Nutch should be in your UA denails?
| 8:02 pm on Dec 16, 2012 (gmt 0)|
|we extract new or unknown words, and we analyze statistical information such as word frequency. Utilizing this information, we develop highly accurate statistical machine translation systems, text-to-speech systems and so on. |
This reeks of SEO.
| 10:18 pm on Dec 16, 2012 (gmt 0)|
I have 188.8.131.52/24 listed for TOS (Toshiba) as a bot with the attribute Kill!
| 10:29 pm on Dec 16, 2012 (gmt 0)|
no nutch is good nutch
| 12:15 am on Dec 17, 2012 (gmt 0)|
I'm not sure you can put my site and SEO into the same sentence.
My only mental association with Toshiba is TV, so I'm thinking TVs that produce their own closed captioning and/or subtitles on the fly. Matter of fact about half of the inner pages they've picked up to date say something about translation-- but in my case this is not statistically meaningful ;)
They seem to be especially interested in one subgroup of paintings. I'll have to see if I consistently use some word that has an alternate meaning.
| 12:20 am on Dec 17, 2012 (gmt 0)|
All you need to know is Nutch
I second that. And yes, they came by starting in september and got blocked.
| 12:29 am on Dec 17, 2012 (gmt 0)|
Good Nutch is a 403d Nutch.
Apparently it comes from several IPs: [projecthoneypot.org...] . Showed up on my sites mid October or so.
| 1:29 am on Dec 17, 2012 (gmt 0)|
wonder if it's somehow related to start.toshiba.com
just found a referral from them..
Looks like their search is powered by goole,but look at how the "related searches" come up in the results... interesting.
| 3:19 am on Dec 17, 2012 (gmt 0)|
I get these tobi's refers fairly regular (I guess they like me)coming from Cellco users.
Also here's a 2009 UA:
"Mozilla/4.0 (compatible; MSIE 6.0; Windows 98; PeoplePC 1.0; Toshiba; (R1 1.5))"
| 5:56 am on Dec 17, 2012 (gmt 0)|
I first searched my logs for "Toshiba" but that was a red herring. It shows up as part of the referer-query string in g### mobile searches: tablet-android-toshiba, ms-android-toshiba and so on.

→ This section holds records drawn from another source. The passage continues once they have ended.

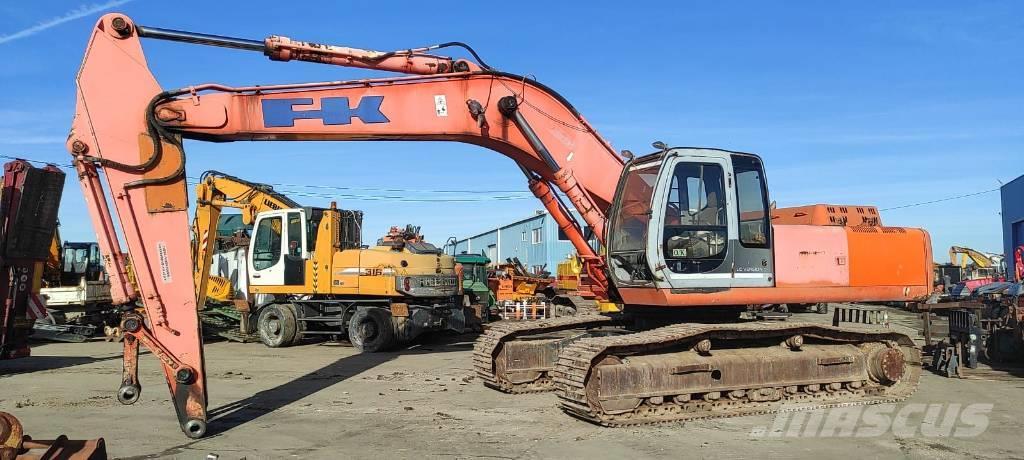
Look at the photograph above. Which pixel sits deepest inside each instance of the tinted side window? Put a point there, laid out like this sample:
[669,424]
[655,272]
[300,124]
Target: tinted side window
[266,250]
[754,214]
[695,222]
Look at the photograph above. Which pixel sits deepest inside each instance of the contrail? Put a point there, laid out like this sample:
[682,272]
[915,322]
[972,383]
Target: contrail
[76,13]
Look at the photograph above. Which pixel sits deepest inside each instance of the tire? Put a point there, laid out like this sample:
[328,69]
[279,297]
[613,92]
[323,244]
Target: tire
[371,330]
[276,325]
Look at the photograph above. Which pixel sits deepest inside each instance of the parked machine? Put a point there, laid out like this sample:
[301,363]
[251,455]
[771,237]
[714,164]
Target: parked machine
[474,281]
[512,282]
[686,231]
[317,278]
[77,293]
[977,269]
[29,203]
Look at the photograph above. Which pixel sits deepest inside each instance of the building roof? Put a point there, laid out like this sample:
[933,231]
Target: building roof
[538,215]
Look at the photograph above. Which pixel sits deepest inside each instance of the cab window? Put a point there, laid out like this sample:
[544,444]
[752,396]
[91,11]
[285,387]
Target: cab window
[266,249]
[695,226]
[753,200]
[294,235]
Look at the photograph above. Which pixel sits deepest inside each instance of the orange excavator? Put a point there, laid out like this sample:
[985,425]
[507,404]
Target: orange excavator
[686,231]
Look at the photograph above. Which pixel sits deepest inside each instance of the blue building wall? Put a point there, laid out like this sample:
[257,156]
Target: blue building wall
[519,240]
[1012,196]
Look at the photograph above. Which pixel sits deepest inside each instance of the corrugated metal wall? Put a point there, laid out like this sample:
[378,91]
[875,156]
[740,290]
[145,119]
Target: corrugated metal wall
[1012,196]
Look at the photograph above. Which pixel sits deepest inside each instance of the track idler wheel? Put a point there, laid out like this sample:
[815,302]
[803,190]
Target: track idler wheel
[195,428]
[128,394]
[887,366]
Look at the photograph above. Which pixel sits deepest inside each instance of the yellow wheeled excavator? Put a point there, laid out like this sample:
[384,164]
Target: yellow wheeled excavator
[316,276]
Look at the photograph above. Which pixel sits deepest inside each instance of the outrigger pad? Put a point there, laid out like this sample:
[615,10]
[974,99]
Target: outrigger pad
[37,201]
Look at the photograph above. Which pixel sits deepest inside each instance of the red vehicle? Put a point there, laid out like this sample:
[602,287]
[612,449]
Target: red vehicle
[686,231]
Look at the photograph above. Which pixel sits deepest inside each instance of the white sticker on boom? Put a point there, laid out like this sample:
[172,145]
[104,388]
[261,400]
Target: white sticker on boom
[440,106]
[165,264]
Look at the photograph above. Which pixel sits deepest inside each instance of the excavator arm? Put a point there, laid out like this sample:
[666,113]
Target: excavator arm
[130,129]
[215,192]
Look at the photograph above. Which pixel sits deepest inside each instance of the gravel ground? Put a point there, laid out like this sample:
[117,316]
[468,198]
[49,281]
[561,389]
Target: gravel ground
[325,401]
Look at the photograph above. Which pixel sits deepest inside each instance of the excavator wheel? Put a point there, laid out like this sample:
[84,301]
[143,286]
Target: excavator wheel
[371,330]
[276,325]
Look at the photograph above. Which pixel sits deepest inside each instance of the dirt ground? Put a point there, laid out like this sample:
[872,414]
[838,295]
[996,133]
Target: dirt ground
[325,401]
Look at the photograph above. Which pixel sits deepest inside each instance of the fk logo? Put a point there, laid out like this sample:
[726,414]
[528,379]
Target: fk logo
[334,111]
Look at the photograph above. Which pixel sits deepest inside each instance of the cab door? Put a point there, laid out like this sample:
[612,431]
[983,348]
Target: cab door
[278,250]
[693,242]
[266,250]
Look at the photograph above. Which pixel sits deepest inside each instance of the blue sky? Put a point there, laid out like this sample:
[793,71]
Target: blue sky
[887,103]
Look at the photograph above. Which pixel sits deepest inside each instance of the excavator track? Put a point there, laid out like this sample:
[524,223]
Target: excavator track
[678,373]
[496,362]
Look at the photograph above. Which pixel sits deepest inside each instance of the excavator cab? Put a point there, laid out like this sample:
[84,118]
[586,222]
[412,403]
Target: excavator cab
[691,219]
[281,244]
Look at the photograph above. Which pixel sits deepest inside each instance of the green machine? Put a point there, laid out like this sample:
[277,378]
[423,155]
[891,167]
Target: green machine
[474,279]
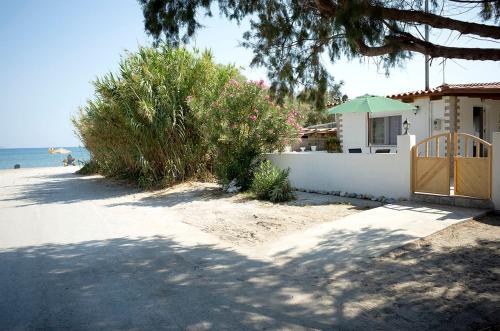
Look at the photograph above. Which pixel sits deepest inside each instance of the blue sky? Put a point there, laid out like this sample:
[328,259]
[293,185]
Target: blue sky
[51,50]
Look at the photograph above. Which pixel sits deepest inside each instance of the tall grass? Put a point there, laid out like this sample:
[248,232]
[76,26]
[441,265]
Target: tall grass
[139,124]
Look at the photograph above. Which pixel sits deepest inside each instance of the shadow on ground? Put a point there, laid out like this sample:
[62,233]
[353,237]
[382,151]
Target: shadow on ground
[154,283]
[72,188]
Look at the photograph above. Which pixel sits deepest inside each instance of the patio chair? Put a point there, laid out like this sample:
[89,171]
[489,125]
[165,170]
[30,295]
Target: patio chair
[383,150]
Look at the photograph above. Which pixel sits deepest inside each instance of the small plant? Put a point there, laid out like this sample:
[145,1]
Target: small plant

| 10:01 am on Dec 17, 2012 (gmt 0)|
Postscript, in case it makes a difference to anyone:
I fired off an e-mail and, thanks to time difference which I'd, ahem, forgotten about, received an almost immediate reply. Toshiba says it is their robot, in spite of the generic IP. (Toshiba's website is also splat in the middle of a random bunch of others sharing the same address. Were they standing behind the door when IP ranges were handed out?)
:: idly wondering whether A Very Big Registrar would even care that someone* wrote "State" in the line that asks for "State or Province" ::
* Irritating but wholly unrelated referer spam. Couldn't Fairpoint have taken a whole /8 to themselves somewhere, so I wouldn't have to keep swatting them by /17s and /18s?
| 8:38 pm on Dec 17, 2012 (gmt 0)|
I've blocked all "nutch" for years. IMO if they can't get their own bot and name it accordingly, why should I recognize them.
| 6:55 pm on Dec 25, 2012 (gmt 0)|
:: bump ::
Now here's an interesting coincidence. After months of nibbling at a page here, a page there, Toshiba has taken to gulping up to 40 pages at once. Deep enough that I can be pretty sure they are honoring robots.txt. (I have two directories that are fully accessible to humans, but off-limits to robots.) Pages only, no other stuff.
We'll call it a coincidence because my e-mail IP is unrelated to my www IP, my signature never includes the domain name, and the log entry I quoted does not include a domain name. Quick detour to g### confirms that I appear to have the only site in the world with the exact pagename I randomly quoted. Oops.